To see a demo of Satellite in action check out Gravityroom.com.
Satellite requires a Flickr account and a php enabled web server.
Tags: photography, flickr, photo sharing
photofront is a cool online application that takes your Flickr sets and turns them into very slick, flash based galleries. The galleries are beautiful, navigation is easy and intuitive and setup takes less than 2 minutes. You select which Flickr sets get turned into galleries so this application makes it dead simple to create very professional, very good looking photography portfolios or just really cool slideshows, much cooler than the default Flickr ones.
photofront is free but the paid version (one time $10 fee) gives you access to pro features like removing ads from your galleries and allowing you to customize gallery titles and subtitles. Well worth the $10.
Tags: photo sharing, photofront, photography, Flickr
Even though I do think the photo sharing market is getting crowded with Flickr clones, wannabes and also rans I try to check out all the new ones I find just in case something really is groundbreaking and cool. It's not often I find something that meets those criteria but Tabblo does. Tabblo is billed as "a brand new way to tell a story with your photos." The Wall Street Journal says "If you want people to see your photos in a more-personalized way, Tabblo is a good service that will change the way you look at online photo sharing."
Tabblo is Web 2.0 and ajaxified to the core and I mean that in a good way. It's extremely intuitive and easy to accomplish the main site objective which is to share photos in a different way. That different way is by arranging photos into tabblos or collages and photo essays with text. The mechanism behind building displays is incredibly easy and powerful. You can choose background colors, layouts, rotate images, do minor image effects (convert to sepia for example). A great example of the flexibility tabblos offer is Title IX from a photographer who was working for the Orlando Sentinel. Title IX is his photo essay representing "a year long personal project" commemorating the anniversary of Title IX. The obvious advantage to this method of display instead of say a Flickr set slide show is the extreme flexibility in layout and design and the option of adding text among images.
In addition to the cool factor of the photo displays themselves it's extremely simple in Tabblo to set privacy controls, integrate your photos from Flickr, upload pictures from popular photo apps like Picasa, tag and search images and all the other things you'd expect from a next generation photo sharing service, like the ability to order prints. In the short time I've played with the service all of the options and tool integrate seamlessly and provide a really great user experience.

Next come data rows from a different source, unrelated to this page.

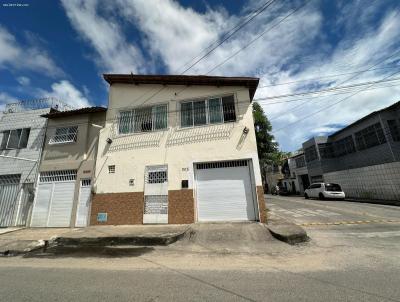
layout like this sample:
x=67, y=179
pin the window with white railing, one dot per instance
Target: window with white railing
x=15, y=139
x=64, y=135
x=213, y=110
x=144, y=119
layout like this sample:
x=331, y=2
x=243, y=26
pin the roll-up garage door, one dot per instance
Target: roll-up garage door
x=224, y=191
x=54, y=199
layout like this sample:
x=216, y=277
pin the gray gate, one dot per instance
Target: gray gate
x=9, y=189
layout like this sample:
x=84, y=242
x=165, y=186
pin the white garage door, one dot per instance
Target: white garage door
x=54, y=199
x=224, y=191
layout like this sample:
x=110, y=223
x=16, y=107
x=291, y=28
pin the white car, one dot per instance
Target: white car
x=324, y=190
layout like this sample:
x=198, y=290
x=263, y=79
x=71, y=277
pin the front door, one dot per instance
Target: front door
x=156, y=195
x=83, y=203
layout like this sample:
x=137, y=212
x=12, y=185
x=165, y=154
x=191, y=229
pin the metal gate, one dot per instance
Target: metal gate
x=156, y=195
x=9, y=189
x=83, y=203
x=54, y=199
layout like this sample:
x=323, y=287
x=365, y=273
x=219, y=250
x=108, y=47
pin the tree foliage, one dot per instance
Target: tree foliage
x=267, y=147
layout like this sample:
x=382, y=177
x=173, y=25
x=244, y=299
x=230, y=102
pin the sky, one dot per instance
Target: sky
x=62, y=48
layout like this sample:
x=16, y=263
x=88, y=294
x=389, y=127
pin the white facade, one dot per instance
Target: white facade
x=123, y=158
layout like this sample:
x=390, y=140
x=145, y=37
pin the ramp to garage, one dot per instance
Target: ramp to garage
x=229, y=237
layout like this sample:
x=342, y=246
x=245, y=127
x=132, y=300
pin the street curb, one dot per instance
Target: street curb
x=118, y=240
x=286, y=231
x=40, y=244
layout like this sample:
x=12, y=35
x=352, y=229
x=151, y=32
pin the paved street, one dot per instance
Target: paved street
x=357, y=261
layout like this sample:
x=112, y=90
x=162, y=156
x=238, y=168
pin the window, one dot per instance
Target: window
x=394, y=130
x=211, y=111
x=64, y=135
x=344, y=146
x=311, y=153
x=157, y=177
x=325, y=150
x=300, y=162
x=333, y=188
x=15, y=139
x=143, y=119
x=370, y=136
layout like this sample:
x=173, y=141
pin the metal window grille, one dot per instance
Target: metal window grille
x=156, y=204
x=85, y=182
x=63, y=175
x=10, y=179
x=214, y=110
x=64, y=135
x=143, y=119
x=222, y=164
x=156, y=174
x=370, y=136
x=15, y=139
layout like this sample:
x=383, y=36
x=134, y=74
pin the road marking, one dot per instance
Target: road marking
x=350, y=222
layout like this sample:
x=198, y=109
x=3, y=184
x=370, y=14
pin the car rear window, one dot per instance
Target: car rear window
x=333, y=187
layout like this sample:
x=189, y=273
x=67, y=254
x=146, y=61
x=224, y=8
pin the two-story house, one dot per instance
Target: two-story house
x=22, y=130
x=67, y=166
x=178, y=149
x=364, y=157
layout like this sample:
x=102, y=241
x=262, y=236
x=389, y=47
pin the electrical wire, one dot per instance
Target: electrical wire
x=331, y=105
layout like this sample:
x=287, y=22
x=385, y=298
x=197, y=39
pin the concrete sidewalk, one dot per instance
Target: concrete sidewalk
x=29, y=239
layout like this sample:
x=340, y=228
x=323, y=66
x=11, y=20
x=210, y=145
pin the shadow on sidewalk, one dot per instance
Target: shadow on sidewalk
x=89, y=252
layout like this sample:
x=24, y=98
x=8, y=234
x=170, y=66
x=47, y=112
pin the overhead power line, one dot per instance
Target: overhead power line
x=259, y=36
x=331, y=89
x=228, y=35
x=324, y=77
x=331, y=105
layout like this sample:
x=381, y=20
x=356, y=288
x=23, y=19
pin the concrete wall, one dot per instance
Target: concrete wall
x=371, y=182
x=79, y=155
x=179, y=148
x=26, y=119
x=28, y=169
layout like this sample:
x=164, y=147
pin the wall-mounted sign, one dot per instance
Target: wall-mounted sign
x=102, y=217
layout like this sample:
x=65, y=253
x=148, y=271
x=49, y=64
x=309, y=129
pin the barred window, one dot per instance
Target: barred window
x=325, y=150
x=394, y=130
x=300, y=162
x=210, y=111
x=344, y=146
x=311, y=153
x=370, y=137
x=143, y=119
x=64, y=135
x=15, y=139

Though it's probably not going to replace Flickr as my go-to photo sharing service Tabblo is on my list of useful tools. When I want the creative flexibility to very easily create photo essays and collages (a post-family Christmas photo collage from which family members can order their own prints comes to mind) Tabblo is definitely where I'll turn.
Tags: photo sharing, tabblo, photography
Just because you've spent hundreds or thousands on your camera gear that doesn't mean you don't sometimes miss the old school simplicity of a Polaroid image. Chances are you don't own a Polaroid camera and you're not going to buy one but that's cool because there's an online tool that makes it really easy to fake that Polaroid magic.
Photojojo points out a really cool application for turning photos into huge photo mural posters that you can print on your home inkjet or laser printer. Upload your image file (jpg only) to Rasterbator (or download the standalone version), choose a few settings and presto you get a PDF to print your masterpiece from. Rasterbator has a gallery of cool user sent images of completed projects.